The reviewed studies employed diverse MLMs, including traditional and DL approaches like ANNs, CNNs, and GBMs, and supervised learning algorithms such as classification and regression trees (CART), logistic regression, KNN, Naïve Bayes (NB), and Scikit-learn frameworks Several models demonstrated superior performance: Stojadinovic et al found that CART outperformed logistic (22); Tranter-Entwistle et al reported that GBM outperformed random forest and KNN (23); Dalai et al tested GLM, SVM, and random forest, with the latter performing best and included in our meta-analysis (17). Cohen et al utilized a KNN-based model (16), while Zhang et al developed the ModelArts ExeML tool (Huawei), outperforming logistic regression, LDA, QDA, NB, KNN, and Ranger (25). Floan Sachs et al applied Extra-Trees to a 9-feature pediatric model, outperforming the 3-feature Pediatric DUCT score (20). Blum et al compared logistic regression, XGBoost, random forest, and KNN, with random forest performing best in adults with suspected CDL (15).
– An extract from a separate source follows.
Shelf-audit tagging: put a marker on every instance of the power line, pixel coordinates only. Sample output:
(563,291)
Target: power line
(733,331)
ANNs were among the earliest tools. Jovanovic et al introduced an ANN-based model (18), while Vukicevic et al enhanced it by automating configuration using genetic algorithms, outperforming logistic regression, decision trees, NB, SVMs, and KNN (24). Mena-Camilo et al applied a CNN-based model that exceeded logistic regression and LDA in sensitivity, supporting DL's role in non-invasive CDL diagnosis (19).
Our meta-analysis of 7,000+ subjects across 11 studies showed strong predictive performance of AI-assisted models, with a pooled sensitivity of 83.2%, specificity of 91.1% and a PPV of 87.7% [77.4; 93.7]. Despite heterogeneity in models, patient populations, and predictive variables, consistently high accuracy supports AI as a non-invasive diagnostic tool and underscores its adaptability, especially where guidelines fall short. A key source of heterogeneity is in training/validation cohorts, impacting generalizability. Jovanovic et al excluded patients with prior CCY, cholangitis, and primary sclerosing cholangitis, achieving high AUC (0.884) and sensitivity (92.7%) but lower specificity (68.7%) due to few ERCP-negative cases and low NPV (18).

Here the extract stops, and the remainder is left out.